Come abbiamo dimostrato, le discariche del cosiddetto “tal quale” e gli inceneritori sono strumenti potenzialmente pericolosi e controproducenti per la qualità della vita di un territorio; al tempo stesso però si osserva come sia stato importante l’utilizzo dello strumento legislativo d’emergenza del Governo Berlusconi per affrontare la situazione drammatica dei rifiuti a Napoli. Pertanto abbiamo avuto la dimostrazione evidente che lo Stato centrale può intervenire e, quando vuole, sa intervenire in maniera concreta per aiutare dei territori in difficoltà. Voglio dire che in questo caso abbiamo assistito a un bell’esempio di statalismo e a un pessimo esempio di federalismo.

Il federalismo dimostra che lo Stato non ha l’interesse ad impedire lo sperpero del patrimonio pubblico. Il messaggio è: fate ciò che volete

A maggior ragione, per questo e per altri motivi messi precedentemente in evidenza, sono più che mai convinto che il federalismo non sia prioritario per l’Italia, anzi possa essere deleterio, in quanto in questo momento storico, a causa delle scarse risorse economiche, il Sud peggiorerà in termini di sicurezza e di ordine pubblico, tanto da richiedere al governo centrale maggiori risorse per le forze dell’ordine e per il controllo del territorio, quindi più spesa pubblica e di conseguenza più deficit.

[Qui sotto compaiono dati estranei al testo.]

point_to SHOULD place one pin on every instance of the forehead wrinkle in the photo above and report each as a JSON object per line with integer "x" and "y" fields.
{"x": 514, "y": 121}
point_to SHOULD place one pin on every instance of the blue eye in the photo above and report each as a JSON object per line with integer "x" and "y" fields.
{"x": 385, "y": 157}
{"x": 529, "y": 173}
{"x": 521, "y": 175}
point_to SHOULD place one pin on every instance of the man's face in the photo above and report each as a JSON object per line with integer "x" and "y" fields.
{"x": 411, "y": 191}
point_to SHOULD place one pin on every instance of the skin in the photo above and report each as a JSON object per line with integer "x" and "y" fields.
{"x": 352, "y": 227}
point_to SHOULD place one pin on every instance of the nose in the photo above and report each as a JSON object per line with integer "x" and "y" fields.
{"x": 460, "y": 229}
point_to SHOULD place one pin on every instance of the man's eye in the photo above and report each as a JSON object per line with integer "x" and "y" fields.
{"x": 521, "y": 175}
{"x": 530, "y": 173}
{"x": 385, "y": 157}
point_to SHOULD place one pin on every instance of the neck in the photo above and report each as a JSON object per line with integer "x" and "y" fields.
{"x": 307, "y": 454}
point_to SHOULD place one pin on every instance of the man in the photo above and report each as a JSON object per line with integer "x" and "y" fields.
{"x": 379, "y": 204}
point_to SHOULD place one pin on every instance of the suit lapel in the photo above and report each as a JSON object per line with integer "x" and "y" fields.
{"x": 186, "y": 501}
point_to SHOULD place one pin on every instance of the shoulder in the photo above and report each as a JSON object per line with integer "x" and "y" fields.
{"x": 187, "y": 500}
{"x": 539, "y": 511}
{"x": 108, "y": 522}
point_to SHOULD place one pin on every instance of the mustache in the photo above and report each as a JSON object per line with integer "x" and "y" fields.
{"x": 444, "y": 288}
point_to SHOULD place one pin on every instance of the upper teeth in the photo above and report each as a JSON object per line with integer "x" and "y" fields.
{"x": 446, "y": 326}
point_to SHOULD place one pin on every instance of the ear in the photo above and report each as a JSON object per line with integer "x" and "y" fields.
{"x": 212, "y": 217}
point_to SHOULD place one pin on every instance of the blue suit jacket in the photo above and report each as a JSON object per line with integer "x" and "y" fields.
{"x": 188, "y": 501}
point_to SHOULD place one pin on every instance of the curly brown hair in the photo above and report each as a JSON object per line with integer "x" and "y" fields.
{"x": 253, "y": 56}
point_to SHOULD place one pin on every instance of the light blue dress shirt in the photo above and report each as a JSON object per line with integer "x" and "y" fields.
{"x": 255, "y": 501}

Sul federalismo c’è ancora molto da dire e da scoprire, dopo quanto abbiamo scoperto e supposto fino a ora: volendo semplificare molto, ci verrebbe da dire che solo a dei folli potrebbe interessare questo tipo di struttura frammentata dello Stato che tutto è, tranne che un modo per risparmiare risorse. In un momento di forte crisi internazionale e mondiale, dove l’Italia è tenuta a tagliare la spesa pubblica, ci ritroveremmo a gestire un cambiamento così radicale della struttura dello Stato italiano, senza sapere e conoscere i costi di attuazione. La politica italiana, lenta e farraginosa, con il federalismo si sta impantanando in una discussione inutile e controproducente. Il federalismo al Sud è uno strumento pericolosissimo a causa dell’incompetenza dei governi territoriali che sono sempre più deboli, ricattabili ed esposti al rischio del clientelismo. Pertanto, il concetto di federalismo (decentramento dei poteri) applicato a un sistema formato da tanti gruppi è positivo finché l’interesse particolare delle molteplici Regioni non entra in conflitto con il sistema centrale e cioè con i suoi valori e principi unitari. Qualora dovesse accadere un simile conflitto automaticamente il sistemacentrale andrebbe a decadere.

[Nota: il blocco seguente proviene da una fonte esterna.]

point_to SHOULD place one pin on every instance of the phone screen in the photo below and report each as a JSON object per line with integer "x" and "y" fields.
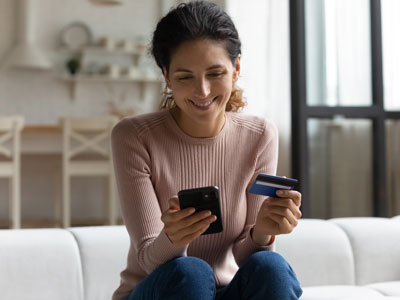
{"x": 202, "y": 199}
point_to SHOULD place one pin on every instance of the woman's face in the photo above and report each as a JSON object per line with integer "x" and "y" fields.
{"x": 201, "y": 76}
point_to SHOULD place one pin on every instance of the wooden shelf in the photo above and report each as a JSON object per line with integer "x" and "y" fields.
{"x": 103, "y": 50}
{"x": 105, "y": 78}
{"x": 74, "y": 80}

Parte quarta – Un nuovo ordine mondiale

 

La globalizzazione come dinamica permanente dello sviluppo storico

Il modo di ragionare dell’essere umano, a grandi linee, è lo stesso: ciò che cambia è il carattere soggettivo e le usanze, cioè la cultura di un Paese. Ciò che unisce le molteplici culture e le diverse specie esistenti è la necessità di una buona qualità della vita, la quale ci permette di sopravvivere sia fisicamente che culturalmente.

La teoria dei giochi a carte scoperte: è sempre possibile un equilibrio tra una o più parti nel rispetto della qualità della vita
La teoria dei giochi a carte scoperte: è sempre possibile un equilibrio tra una o più parti nel rispetto della qualità della vita

La prima forma di globalizzazione umana è stata l’espansione dell’uomo su tutto il globo terrestre, e con lui del suo modo di organizzarsi, di volta in volta con strumenti diversi e innovativi. Alla base di questa evoluzione sta l’esigenza che ha l’uomo di migliorarsi, raggiungendo un livello di qualità della vita sempre più elevato, per se stesso e per la sua comunità. Oggi, grazie alla potente tecnologia che possediamo possiamo parlare di comunità in senso molteplice e quindi ha senso parlare di globalizzazione della qualità della vita, che comprende i “diritti dell’uomo” e i doveri che l’uomo ha per la salvaguardia degli equilibri naturali, dei diritti della natura. Il passato ci regala molti esempi di tentativi di globalizzazione di fenomeni e culture basati sul desiderio di ampliare su scala globale il loro raggio di influenza: si pensi al periodo ellenistico-romano, in cui la tecnica e l’efficienza dei trasporti permettono di inglobare territori culturalmente diversi in un unico ordinamento. La tecnica e l’efficienza dei trasporti, allo stesso tempo di materiali e di informazioni, permette di distinguere e conoscere materiali e comportamenti sempre più vantaggiosi e di migliorare la qualità della vita. Oggi, sfruttare al massimo le potenzialità che la scienza informatica ci mette a disposizione significa maggiore cooperazione, maggiore conoscenza, maggiori opportunità, pertanto significa evitare anche quegli errori che l’agire umano ci ha fatto conoscere durante la sua lenta evoluzione. Governare la globalizzazione economica significa impedire ai capitalisti senza scrupoli di distruggere il paesaggio di un singolo territorio; significa avere rispetto della qualità della vita del territorio dove si intende investire il proprio denaro. A tale scopo sorge la necessità di un Organo Mondiale costituito dai Continenti Uniti (chiamiamolo OMCU) con il compito di tutelare e governare lo sviluppo della qualità della vita su tutto il pianeta, pianificando un’unica strategia comune per lo sviluppo ecosostenibile dei territori, contrastando quei tratti della psicologia umana che determinano il deturpamento del paesaggio in senso lato. Un organo siffatto ha senso in questo nuovo quadro mondiale più dell’Onu, cui attualmente fanno capo gli organi che hanno queste prerogative e che è fondata dai Paesi industrializzati (membri fondatori sono CinaFranciaRussiaRegno UnitoStati Uniti, i Paesi attualmente vincenti secondo una logica di PIL).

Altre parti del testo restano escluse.